Metro Jacksonville visits a peer community with a vibrant downtown in Central Ohio: Columbus
THE ARENA DISTRICT
The Arena District is a 75-acre mixed use urban infill and master planned development. It centers around Nationwide Arena, the home of the Columbus Blue Jackets NHL team. The district is also the site of Huntington Park, the new home for the Triple-A Columbus Clippers. Additionally, the outdoor music venue Lifestyle Communities Pavilion, as well as the Arena Grand Theatre are both located in the Arena District. It is developed, managed and marketed by Nationwide Realty Investors, the real estate development affiliate of Nationwide, which has its world headquarters in Columbus.
Before its creation in the late 1990s, the area was home to the Ohio Penitentiary, closed since 1983. The Penitentiary was demolished in 1998.
Completed in 2009, Huntington Park is a $70 million, 10,100 seat ballpark. It is the home of the Columbus Clippers, a Triple-A minor league baseball team currently affiliated with the Cleveland Indians.
The 20,000 seat Nationwide Arena opened in 2000 and is the home of the National Hockey League's (NHL) Columbus Blue Jackets.
Also known as Arch Park, McFerson Commons is a 2.2 acre green space in the Arena District. The central point of the park is the old Union Station arch. The entire Union Station was demolished in the 1970's except for this arch which was reconstructed in McFerson Commons prior to the move. This park over looks Nationwide Arena to the North and the new North Bank Park can be seen just to the south.
Open lawn is used for kickball, flag football, and special events. Contains arch from Union Train Station designed by Daniel Burnham in 1983. Arch was main portal at entry to station that once stood along high street where the convention center now stands.
Ohios capital city, like many others in 19th century America, built a series of public markets to facilitate agricultural and industrial as well as retail trade around the middle of the 19th century.

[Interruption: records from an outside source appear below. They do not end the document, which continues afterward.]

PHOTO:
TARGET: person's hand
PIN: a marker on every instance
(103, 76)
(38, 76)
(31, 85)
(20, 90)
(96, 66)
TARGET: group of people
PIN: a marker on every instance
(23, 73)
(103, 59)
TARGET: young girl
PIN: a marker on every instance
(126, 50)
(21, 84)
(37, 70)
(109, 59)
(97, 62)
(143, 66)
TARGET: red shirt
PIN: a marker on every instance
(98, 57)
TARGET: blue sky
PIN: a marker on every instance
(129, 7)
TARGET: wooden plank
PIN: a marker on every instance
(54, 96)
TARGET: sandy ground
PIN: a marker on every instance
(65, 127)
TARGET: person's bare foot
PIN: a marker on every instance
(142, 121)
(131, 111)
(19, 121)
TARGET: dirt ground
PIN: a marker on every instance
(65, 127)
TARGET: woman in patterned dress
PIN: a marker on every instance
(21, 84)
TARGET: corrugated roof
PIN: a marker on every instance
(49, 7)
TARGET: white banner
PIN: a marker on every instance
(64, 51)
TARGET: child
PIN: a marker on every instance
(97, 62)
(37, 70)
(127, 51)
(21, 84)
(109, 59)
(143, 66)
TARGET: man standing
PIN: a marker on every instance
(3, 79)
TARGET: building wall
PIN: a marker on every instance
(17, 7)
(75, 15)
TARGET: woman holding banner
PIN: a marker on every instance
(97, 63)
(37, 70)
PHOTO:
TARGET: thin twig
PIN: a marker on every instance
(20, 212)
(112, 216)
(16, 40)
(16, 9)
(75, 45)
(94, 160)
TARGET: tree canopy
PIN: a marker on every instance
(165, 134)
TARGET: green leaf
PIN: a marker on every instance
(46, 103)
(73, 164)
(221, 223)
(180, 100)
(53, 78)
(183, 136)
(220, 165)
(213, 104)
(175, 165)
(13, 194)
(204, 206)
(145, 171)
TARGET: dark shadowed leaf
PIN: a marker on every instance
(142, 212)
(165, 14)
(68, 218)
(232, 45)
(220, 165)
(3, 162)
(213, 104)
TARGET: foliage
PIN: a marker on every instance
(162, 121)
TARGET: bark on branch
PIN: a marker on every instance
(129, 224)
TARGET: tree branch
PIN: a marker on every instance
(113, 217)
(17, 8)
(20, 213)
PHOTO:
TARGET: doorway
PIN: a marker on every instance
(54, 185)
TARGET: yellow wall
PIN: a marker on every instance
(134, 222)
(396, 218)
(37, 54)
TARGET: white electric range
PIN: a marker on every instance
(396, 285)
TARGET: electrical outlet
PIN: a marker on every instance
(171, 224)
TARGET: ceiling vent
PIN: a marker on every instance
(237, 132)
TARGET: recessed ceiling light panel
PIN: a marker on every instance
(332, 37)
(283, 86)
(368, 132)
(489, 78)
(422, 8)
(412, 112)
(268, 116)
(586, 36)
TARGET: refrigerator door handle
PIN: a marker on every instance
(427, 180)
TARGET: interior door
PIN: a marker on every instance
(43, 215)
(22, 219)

By the mid-20th century, changing demographics and shopping preferences, coupled with a series of fires left Columbus with only one public market, the North Market, which after a 1947 fire was housed in a Quonset hut erected by the Merchants Association.
In 1988, a group called the North Market Development Authority was established as part of a movement to restore the market and the market concept to its former status as a vital part of the Columbus community. The suburbanization of the city had dealt the downtown area an economic blow, but the success of the movement to preserve Columbus German Village neighborhood provided an example that large-scale neighborhood rehabilitation was possible in the capital city. In 1982, the North Market District was nominated to the National Register of Historic Places by the Columbus Landmarks Foundation and in December 1992, Nationwide Insurance sold the NMDA the former Advanced Thresher farm machinery warehouse located just behind the markets original High Street location. The rehabilitated warehouse, financed by $5 million raised by NDMA from corporate and city sources, reopened as the new North Market in November 1995.
The market can be thought of as a concept somewhere between a shopping mall and a supermarket. Its retail space is leased out to independent merchants and artisans who operate within the market. The current 36 merchants are a mixture of delis, bakeries, pastry shops, ethnic food restaurants, specialty goods stores, and produce stands. One million shoppers visit the North Market every year, and many regular customers develop personal relationships with the owners and operators of the markets businesses.
The Greater Columbus Convention Center was constructed in 1993 and expanded in 1999. The 1,700,000-square-foot facility includes 426,000 square feet of exhibition space, two ballrooms and 61 meeting rooms.
The Hyde Park Steakhouse occupies a retail space constructed over Interstate 670. Columbus-based developer Continental Real Estate opened the $7.5 million Cap project in 2004, with public funding from the Ohio Department of Transportation and the city of Columbus. The shopping strip offers 27,000 square feet of space for retail and restaurants, and serves as a connecting bridge between downtown Columbus and the Short North.